Nella sfera cristiana, invece, un modo per distinguersi e in qualche modo aspirare a un trattamento “altro” da parte del consesso sociale è la castità. La sacralità è sempre connessa con la castità, a partire naturalmente da Maria – madre di Dio senza essere dea, madre pur essendo vergine. Naturalmente fino a un certo punto, come dimostra la complessa evoluzione del culto mariano: alla tesi dell’Immacolata Concezione, ad esempio, non credeva Bernardo di Chiaravalle, il teologo più devoto della Madonna, perché ai suoi occhi Maria non poteva costituire una eccezione all’umanità corrotta dal peccato originale. L’assenza del corpo, se non come malattia che svela tormenta e risveglia, segna la vita delle mistiche come Ildegarda da Bingen, Caterina da Siena, Teresa d’Avila.
La trattazione di Cardini e Montesano prosegue sino all’età moderna con un piglio biografico ed enciclopedico ma d’altra parte, gli autori lo dichiarano nell’introduzione, è un “bizzarro cammino” attraverso le storie di donne un po’ dee, un po’ madri, amanti, spose, vittime, assassine, sacerdotesse, vestali, negromanti, fate, streghe, valchirie, sciamane. Tutte in qualche modo entrate a contatto con il sacro, inteso come una “forza silenziosa e sottile, ma sconvolgente: qualcosa di totalmente diverso, di ‘altro’, rispetto all’umano”; “non abbiamo tuttavia cercato”, scrivono, “nelle nostre protagoniste, solo il primato dell’eccellenza: ma qualcosa d’inesprimibile, un quid maius”. In queste donne che interloquiscono con Dio, parlano con i morti, o con il sacro, insospettabilmente legate per il solo fatto di essere carismatiche come Evita Peron, talvolta fatali e pericolose come Cleopatra, il motore della forza sacra è il femminile. Senza che questo venga definito e pienamente compreso e con il dubbio che una parte di esso sia costruita dalla percezione maschile, dal desiderio (invertito, non confessato) di vivere con donne del tutto diverse da quelle costrette al proprio fianco.
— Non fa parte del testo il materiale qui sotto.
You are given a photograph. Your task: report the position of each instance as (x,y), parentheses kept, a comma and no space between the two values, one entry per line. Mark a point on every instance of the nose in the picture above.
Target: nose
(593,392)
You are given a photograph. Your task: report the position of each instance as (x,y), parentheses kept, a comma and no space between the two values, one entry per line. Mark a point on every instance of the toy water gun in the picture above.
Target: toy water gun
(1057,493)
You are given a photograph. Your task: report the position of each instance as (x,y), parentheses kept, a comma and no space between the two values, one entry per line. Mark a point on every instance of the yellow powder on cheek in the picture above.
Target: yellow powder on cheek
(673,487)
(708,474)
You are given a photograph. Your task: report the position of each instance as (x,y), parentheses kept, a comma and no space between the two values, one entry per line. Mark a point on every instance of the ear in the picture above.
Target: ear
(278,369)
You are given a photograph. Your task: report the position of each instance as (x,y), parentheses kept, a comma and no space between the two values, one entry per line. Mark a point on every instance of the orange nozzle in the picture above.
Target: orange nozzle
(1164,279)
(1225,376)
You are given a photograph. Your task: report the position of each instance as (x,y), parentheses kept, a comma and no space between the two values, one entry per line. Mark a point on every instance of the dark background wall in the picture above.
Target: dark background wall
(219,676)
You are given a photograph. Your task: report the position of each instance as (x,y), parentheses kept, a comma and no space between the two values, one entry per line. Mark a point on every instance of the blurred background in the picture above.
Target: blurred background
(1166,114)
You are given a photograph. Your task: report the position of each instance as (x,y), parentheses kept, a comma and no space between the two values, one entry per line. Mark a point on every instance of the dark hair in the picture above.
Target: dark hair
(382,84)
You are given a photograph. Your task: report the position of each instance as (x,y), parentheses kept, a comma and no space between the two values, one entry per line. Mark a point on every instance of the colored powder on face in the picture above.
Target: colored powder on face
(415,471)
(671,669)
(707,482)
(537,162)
Nelle conclusioni ci si interroga su cosa sia il sacro femminile oggi, se esista o possa esistere un equivalente delle Dee madri: figure mistiche e sensuali nello stesso tempo, che non disdegnano il corpo e che rimandano a qualcosa che è oltre l’umano. La sacralità si nasconderà forse dove non sembra esserci niente e il femminile appare appannato e oscuro. Gli autori ci insegnano che una donna con in mano una scopa di saggina rimanda alla dimensione casalinga di uno spazio chiuso ma la sua inversione (il grande timore e nello stesso tempo il desiderio dell’uomo? L’emancipazione e l’uscita dal margine, consapevole, della donna?) è una strega che vola.